Page 126 of Redeemed

The satisfaction of finally having me.

No, taking.

Conquering.

Colton slaps one of my breasts. “Open your throat, too, slut.”

Helplessness washes over me, and my protective walls crack under the pressure. I’m in the exact position I vowed I’d never find myself in again. At the mercy of a heartless, cruel man who loves inflicting pain on me. When I confessed everything to him, he heard my anguish. He saw my pain.

And now, just like always, he’s using it against me.

I should’ve jumped into the creek.

No. Don’t think about that. You just have to get through this.

You can still be free someday.

So I do as I’m told and open my throat. Colton drives inside, making me gag. I want to turn away, to find some way to force him out of me, but he’s gripping my head so tightly I know I won’t be able to.

“I knew your throat would feel this good in this position.” He pulls out and slams back inside. “God, angel.”

Tears flood my eyes. You’d think after all the deepthroating I’ve done, my gag reflex would’ve waned more than it has. But I can’t stop choking, my back arching off the bed involuntarily. My horror at being fully exposed and spread out for him fades as a much more instinctual fear takes over.

His cock is too fucking thick, and he’s moving too fast. I can’t breathe, let alone try to control my gagging. When I try to hit Colton, it’s a weak attempt, and he grabs my wrists before I can even make contact with his torso.

“That’s not how this works. You don’t get to tap out.”

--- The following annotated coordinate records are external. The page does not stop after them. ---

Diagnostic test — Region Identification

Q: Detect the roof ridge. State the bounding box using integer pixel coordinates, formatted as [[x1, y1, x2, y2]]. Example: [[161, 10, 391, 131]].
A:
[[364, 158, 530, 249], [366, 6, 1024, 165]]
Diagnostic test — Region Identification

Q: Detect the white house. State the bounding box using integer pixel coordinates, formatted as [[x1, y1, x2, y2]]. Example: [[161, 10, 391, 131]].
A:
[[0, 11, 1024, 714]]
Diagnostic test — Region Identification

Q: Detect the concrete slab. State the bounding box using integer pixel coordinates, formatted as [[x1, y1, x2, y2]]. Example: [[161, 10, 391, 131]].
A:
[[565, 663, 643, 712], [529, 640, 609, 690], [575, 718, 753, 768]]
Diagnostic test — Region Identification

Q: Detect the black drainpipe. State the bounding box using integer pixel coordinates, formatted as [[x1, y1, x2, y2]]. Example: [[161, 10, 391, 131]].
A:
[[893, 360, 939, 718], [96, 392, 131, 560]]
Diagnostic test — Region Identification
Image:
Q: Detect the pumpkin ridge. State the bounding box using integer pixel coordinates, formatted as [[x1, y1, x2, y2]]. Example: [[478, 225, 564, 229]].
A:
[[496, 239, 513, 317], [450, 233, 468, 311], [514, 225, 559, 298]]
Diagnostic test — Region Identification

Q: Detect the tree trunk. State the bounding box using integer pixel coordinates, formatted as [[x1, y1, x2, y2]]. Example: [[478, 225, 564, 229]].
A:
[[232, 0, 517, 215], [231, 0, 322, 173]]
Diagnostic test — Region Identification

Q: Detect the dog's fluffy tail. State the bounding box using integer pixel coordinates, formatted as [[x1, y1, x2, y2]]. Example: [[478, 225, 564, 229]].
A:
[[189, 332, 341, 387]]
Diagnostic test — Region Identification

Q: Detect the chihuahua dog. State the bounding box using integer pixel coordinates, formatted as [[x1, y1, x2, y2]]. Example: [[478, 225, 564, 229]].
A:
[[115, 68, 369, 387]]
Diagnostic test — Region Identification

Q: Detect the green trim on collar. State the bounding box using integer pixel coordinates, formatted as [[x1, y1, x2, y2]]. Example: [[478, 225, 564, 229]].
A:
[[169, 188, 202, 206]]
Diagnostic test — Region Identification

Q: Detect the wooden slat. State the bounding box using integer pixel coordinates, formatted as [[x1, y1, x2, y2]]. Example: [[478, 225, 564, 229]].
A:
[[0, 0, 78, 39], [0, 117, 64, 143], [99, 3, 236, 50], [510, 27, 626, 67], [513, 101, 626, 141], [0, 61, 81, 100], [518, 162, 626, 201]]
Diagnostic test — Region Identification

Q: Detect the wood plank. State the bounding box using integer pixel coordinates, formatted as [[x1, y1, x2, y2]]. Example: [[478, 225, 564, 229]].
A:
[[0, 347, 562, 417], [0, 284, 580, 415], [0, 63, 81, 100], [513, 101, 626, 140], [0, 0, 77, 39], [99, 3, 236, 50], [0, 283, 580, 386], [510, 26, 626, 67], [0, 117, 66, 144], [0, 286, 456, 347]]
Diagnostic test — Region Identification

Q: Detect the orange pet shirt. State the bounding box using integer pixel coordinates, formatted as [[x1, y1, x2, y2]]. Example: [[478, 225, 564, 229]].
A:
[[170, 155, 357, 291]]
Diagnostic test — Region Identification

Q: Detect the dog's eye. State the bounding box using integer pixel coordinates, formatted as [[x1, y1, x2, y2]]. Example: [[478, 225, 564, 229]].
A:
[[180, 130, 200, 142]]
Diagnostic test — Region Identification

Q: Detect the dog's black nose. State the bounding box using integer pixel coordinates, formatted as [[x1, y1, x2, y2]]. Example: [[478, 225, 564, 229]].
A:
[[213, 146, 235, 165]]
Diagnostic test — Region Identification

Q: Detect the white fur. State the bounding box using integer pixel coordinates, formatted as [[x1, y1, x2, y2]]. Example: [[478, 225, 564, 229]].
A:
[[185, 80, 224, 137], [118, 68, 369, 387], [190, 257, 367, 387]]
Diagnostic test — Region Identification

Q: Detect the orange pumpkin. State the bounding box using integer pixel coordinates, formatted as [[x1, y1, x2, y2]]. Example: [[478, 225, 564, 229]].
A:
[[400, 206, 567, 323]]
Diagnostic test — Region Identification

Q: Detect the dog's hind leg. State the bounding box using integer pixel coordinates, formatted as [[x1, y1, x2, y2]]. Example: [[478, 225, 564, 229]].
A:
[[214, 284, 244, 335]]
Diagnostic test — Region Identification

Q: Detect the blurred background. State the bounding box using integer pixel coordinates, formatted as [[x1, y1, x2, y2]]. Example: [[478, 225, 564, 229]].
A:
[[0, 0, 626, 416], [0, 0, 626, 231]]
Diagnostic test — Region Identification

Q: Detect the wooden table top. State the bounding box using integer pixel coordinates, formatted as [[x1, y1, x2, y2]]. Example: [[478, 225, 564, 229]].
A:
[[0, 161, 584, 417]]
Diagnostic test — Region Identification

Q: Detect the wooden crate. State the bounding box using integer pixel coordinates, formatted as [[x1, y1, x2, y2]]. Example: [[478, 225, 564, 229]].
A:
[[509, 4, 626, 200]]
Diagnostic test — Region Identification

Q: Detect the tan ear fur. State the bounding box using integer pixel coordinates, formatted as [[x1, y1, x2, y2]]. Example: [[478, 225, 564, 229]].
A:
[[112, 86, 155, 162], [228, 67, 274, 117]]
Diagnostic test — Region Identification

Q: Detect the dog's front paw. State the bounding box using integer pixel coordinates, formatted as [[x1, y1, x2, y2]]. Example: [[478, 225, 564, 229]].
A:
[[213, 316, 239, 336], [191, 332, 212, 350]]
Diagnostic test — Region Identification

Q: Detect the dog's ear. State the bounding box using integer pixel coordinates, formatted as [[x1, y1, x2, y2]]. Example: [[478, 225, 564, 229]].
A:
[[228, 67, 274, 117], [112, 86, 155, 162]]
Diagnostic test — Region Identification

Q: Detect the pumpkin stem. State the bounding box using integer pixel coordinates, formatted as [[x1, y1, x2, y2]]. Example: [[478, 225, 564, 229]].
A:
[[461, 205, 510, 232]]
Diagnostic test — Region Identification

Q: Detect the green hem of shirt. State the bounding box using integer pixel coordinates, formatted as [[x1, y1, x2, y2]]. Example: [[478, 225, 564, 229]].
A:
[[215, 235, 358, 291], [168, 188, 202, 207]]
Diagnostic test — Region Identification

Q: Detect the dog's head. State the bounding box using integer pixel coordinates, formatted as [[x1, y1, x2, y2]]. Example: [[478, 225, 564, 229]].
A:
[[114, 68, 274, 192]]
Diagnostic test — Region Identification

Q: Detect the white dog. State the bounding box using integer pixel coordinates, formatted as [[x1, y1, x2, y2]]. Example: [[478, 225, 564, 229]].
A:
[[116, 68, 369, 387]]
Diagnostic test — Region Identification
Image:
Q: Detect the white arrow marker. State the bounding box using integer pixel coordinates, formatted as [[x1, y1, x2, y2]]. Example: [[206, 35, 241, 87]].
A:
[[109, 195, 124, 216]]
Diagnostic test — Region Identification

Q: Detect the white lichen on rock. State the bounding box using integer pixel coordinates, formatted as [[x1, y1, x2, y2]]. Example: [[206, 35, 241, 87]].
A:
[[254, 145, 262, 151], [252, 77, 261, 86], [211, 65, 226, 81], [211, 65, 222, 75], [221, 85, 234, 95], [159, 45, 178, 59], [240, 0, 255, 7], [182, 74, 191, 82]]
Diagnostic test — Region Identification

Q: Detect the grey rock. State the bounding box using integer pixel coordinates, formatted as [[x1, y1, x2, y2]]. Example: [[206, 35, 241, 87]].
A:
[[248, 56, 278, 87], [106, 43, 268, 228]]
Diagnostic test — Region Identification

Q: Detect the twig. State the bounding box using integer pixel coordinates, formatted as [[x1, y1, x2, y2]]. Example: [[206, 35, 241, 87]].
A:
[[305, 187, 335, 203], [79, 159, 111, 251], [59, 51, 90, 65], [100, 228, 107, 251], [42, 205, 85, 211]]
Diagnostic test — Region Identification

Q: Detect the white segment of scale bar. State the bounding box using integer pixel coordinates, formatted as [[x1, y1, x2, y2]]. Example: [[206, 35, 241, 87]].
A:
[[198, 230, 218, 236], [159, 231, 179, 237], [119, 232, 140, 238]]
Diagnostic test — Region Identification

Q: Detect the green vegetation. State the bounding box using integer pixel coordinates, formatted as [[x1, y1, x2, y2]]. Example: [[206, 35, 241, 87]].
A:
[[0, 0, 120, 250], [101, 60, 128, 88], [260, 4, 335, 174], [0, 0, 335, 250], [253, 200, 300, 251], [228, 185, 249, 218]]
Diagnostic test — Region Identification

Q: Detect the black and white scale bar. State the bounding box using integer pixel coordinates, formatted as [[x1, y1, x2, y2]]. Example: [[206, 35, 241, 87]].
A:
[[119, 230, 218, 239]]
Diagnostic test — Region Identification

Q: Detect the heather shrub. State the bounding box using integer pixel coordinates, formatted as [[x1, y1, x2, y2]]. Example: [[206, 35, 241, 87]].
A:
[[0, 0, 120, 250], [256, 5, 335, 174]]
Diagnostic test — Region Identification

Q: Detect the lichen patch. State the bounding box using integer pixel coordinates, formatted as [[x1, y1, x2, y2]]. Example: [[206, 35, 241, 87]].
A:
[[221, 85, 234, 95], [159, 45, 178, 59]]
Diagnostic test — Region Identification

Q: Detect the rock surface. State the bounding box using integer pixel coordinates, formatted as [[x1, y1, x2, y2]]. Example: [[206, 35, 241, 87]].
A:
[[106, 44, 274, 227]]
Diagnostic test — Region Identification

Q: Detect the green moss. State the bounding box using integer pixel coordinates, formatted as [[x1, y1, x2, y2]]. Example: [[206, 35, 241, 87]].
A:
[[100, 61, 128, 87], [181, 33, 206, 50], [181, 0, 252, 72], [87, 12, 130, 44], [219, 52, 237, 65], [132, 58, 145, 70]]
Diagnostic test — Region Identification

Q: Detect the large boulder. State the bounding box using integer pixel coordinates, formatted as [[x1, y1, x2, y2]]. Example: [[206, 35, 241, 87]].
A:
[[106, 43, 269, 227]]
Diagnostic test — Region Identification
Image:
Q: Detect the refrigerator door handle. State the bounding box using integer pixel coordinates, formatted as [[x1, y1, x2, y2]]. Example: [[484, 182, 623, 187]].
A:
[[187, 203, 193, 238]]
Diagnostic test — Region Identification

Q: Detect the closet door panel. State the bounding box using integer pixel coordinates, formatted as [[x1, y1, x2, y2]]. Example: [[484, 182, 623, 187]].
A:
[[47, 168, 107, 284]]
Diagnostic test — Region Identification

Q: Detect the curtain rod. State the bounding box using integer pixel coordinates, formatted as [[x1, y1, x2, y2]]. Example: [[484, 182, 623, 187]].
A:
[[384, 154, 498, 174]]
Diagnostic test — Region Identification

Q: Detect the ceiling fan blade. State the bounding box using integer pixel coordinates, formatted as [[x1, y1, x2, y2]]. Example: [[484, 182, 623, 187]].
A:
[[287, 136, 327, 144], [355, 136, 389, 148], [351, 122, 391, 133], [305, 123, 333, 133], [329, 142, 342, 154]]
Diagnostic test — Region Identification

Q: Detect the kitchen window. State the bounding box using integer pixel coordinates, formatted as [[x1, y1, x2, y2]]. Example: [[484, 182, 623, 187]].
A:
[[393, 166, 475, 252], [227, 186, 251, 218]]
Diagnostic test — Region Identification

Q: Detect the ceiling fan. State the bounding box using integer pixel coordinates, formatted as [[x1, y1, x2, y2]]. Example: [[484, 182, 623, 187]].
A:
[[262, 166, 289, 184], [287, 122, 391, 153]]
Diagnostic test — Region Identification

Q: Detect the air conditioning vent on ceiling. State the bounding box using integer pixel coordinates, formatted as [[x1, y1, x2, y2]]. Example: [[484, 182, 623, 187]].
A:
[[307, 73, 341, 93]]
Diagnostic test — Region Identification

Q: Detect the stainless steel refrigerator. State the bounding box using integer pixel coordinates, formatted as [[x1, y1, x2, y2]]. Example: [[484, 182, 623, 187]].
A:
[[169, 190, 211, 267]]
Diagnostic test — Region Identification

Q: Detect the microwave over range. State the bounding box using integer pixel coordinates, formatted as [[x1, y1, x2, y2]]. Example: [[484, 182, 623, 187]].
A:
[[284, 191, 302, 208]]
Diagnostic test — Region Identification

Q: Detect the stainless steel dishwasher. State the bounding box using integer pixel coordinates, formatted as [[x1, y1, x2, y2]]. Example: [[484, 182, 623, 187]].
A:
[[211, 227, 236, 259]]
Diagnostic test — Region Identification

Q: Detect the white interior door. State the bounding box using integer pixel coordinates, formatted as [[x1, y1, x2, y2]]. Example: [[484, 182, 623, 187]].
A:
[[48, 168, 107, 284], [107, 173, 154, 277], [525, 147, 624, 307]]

He continues thrusting into me with heartless force. All I can do is take it and try to get in short breaths when he pulls out. Drool slides down my face, further humiliating me.

This is why I don’t let anyone fuck my mouth. I need to be in control. To know that I can stop at any time. At least then, I’m still human.

Now I don’t have a choice.

Just when I’m afraid I’m about to pass out or puke—or both—Colton pulls out of my mouth. I gag again, twisting and trying to breathe. He’s leaning over me, so I can’t see his face. It’s not until I feel his fingers skirting over my pussy that I realize why.

“No,” I screech. I try to kick, but with the spreader bar tied down, I barely get anywhere. My attempt to squirm away is immediately met with two large hands wrenching me back into place.

“Don’t make me regret giving you a break.”

“Fuck you,” I seethe.

“So ungrateful. You’ll regret that.”

He drags his cock across my lips, and I open up and suck on the tip on instinct. My muscle memory is probably the only thing I have going for me right now.

I just wish I could fully numb myself, too.

When Colton forces his way into my throat, I manage to control my gag reflex. His hand slides over my pussy again, and my heart breaks as he feels how wet I am.

“Fucking soaked. I knew it.”

Colton drags my desire—mydamnation—up to my clit and circles it slowly. A choked whimper escapes me as he continues to drive into my throat, and tears of shame coat my face.

He’s never going to let me live this down.

“Looks like I was right. You need this. Need me to pin you down and force you to face your fears.” Colton pauses with his cock all the way down my throat while rubbing my clit. “Hell, youlikebeing forced like this. Why else would you be this wet? Fucking whore.”

I try to shake my head, but he doesn’t give me the chance to. I hate this. It’d be different if I had the power to stop him, but he refuses to give it to me.